New to this so experienced coders feel free to critique!

As far as MDM goes (which is the title of your post):

Risk - Moderate (because of the script management)
Data - zero points (no labs, etc mentioned)
Problem - 1 (self-limited or minor)

Because 2/3 are needed for MDM, your MDM is straightforward.

If you have a detailed history and a detailed exam and straightforward MDM on an established patient, your code is 99214 because you only need 2/3. You have detailed x2. That puts you there regardless of MDM.

For a new patient you'd have a 99202 because you need to hit all three. Detailed history and exam and SF MDM put you at an 02 tops because the MDM never hits Low as far as I can assume without looking at the documentation myself.

Again, anyone feel free to rebut - because I'm newly minted!!
 
this sounds like a new problem to the provider. They are not doing any workup outside of this visit....so thats 3 points for new problem, no workup planned, 0 for data, and moderate risk for RX. so the MDM would be moderate complexity.
 
Mystarial -

Forgive my questioning, I am new and trying to learn.

I am not convinced the problem points are 3. A rash or insect bite (both) qualify as self-limited or minor which is 1 point.
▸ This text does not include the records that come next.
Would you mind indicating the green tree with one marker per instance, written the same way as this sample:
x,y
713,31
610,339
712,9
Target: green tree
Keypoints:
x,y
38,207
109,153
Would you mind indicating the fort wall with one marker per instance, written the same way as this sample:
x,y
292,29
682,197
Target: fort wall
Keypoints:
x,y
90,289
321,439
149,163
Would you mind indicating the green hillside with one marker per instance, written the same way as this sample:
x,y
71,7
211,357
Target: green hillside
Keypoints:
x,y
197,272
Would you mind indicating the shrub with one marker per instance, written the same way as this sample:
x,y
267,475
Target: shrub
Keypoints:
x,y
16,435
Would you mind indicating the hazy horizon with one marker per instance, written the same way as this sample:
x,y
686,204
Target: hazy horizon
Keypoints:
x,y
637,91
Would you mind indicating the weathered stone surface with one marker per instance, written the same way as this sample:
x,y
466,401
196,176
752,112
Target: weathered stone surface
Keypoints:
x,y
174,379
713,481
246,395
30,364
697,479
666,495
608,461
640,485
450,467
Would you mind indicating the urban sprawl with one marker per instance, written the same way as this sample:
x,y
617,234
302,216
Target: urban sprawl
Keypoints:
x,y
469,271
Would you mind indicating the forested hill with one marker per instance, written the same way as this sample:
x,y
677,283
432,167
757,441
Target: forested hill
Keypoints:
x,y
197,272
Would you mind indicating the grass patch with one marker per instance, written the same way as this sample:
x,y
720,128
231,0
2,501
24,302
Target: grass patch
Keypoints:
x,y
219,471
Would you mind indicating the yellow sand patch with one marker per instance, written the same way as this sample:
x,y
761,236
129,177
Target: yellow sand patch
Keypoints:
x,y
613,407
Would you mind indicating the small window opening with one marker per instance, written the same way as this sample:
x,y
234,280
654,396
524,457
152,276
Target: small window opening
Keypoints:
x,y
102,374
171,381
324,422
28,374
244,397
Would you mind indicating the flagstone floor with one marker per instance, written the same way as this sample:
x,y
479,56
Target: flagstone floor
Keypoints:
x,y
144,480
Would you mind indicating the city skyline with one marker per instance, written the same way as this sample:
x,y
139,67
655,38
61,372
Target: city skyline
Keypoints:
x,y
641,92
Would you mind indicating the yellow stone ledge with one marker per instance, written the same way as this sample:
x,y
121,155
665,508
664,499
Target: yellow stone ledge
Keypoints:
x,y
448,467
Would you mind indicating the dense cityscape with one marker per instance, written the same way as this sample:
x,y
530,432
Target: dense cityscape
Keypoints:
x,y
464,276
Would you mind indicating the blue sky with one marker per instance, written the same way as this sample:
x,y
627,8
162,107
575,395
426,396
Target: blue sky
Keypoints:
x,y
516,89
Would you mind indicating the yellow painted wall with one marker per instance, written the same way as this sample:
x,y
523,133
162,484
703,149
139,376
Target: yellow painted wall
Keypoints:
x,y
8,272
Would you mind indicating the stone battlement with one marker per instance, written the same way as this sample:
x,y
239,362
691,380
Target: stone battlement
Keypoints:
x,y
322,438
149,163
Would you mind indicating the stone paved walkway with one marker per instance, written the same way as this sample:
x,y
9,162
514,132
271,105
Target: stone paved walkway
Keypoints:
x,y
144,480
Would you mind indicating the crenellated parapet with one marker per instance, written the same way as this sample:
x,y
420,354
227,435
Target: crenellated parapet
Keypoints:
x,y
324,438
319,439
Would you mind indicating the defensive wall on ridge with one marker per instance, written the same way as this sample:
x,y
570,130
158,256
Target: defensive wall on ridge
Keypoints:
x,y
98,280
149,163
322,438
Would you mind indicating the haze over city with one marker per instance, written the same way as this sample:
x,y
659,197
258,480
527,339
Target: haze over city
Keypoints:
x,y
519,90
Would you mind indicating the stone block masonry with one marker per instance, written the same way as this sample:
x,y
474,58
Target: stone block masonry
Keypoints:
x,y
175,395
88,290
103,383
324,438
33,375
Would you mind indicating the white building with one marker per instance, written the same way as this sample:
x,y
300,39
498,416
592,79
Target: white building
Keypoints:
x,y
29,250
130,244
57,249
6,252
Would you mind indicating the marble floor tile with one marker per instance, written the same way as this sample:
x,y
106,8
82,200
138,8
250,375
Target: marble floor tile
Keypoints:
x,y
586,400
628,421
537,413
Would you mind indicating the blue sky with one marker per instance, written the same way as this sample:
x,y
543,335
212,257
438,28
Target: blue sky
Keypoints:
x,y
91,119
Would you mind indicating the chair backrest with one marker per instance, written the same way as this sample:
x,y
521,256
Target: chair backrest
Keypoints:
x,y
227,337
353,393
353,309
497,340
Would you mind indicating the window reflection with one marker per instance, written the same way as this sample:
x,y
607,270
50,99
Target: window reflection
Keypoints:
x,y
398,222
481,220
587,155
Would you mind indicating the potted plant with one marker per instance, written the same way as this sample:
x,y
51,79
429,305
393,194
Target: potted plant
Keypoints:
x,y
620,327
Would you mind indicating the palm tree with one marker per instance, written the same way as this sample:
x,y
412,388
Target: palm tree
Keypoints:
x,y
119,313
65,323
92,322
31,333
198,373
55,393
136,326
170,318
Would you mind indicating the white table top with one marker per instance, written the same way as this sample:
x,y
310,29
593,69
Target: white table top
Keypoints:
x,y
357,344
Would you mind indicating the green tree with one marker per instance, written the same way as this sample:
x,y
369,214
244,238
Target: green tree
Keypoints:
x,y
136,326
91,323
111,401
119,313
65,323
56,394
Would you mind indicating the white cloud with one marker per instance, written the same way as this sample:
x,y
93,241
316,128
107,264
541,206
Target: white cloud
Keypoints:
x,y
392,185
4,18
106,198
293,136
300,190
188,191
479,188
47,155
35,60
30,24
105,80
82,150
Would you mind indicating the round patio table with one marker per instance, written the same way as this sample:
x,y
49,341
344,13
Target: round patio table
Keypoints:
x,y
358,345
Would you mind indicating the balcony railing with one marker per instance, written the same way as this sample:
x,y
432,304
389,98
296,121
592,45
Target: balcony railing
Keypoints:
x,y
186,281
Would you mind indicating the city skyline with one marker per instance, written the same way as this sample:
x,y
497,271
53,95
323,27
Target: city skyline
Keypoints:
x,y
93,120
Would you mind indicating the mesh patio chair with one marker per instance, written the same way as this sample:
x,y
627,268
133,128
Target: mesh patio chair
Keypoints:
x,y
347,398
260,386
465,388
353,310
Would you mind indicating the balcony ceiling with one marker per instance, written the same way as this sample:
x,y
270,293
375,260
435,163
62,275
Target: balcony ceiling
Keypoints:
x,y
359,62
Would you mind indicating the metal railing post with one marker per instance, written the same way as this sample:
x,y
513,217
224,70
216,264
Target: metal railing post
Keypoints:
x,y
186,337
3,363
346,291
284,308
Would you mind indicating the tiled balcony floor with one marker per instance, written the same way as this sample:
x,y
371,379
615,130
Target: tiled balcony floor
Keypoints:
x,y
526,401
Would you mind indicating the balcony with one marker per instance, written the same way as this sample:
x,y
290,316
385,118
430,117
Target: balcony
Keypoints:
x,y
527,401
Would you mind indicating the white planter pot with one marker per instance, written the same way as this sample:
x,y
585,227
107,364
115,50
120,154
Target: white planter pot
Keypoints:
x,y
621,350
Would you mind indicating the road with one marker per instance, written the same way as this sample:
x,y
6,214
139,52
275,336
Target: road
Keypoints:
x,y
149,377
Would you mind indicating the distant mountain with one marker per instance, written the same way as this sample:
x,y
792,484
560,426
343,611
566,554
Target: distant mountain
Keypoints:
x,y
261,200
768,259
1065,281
So my question is, even though the rash/insect bite is a new problem (acute) does that trump the fact that a rash/insect bite is self-limiting or minor? Because most rashes and insect bites are new problems by nature.

To me a 'new problem, no workup required' is usually used on conditions or diseases, i.e. HTN, DM, Afib, when the patient presents as new to the physician yet has had the condition or disease for years and under control.

Thanks!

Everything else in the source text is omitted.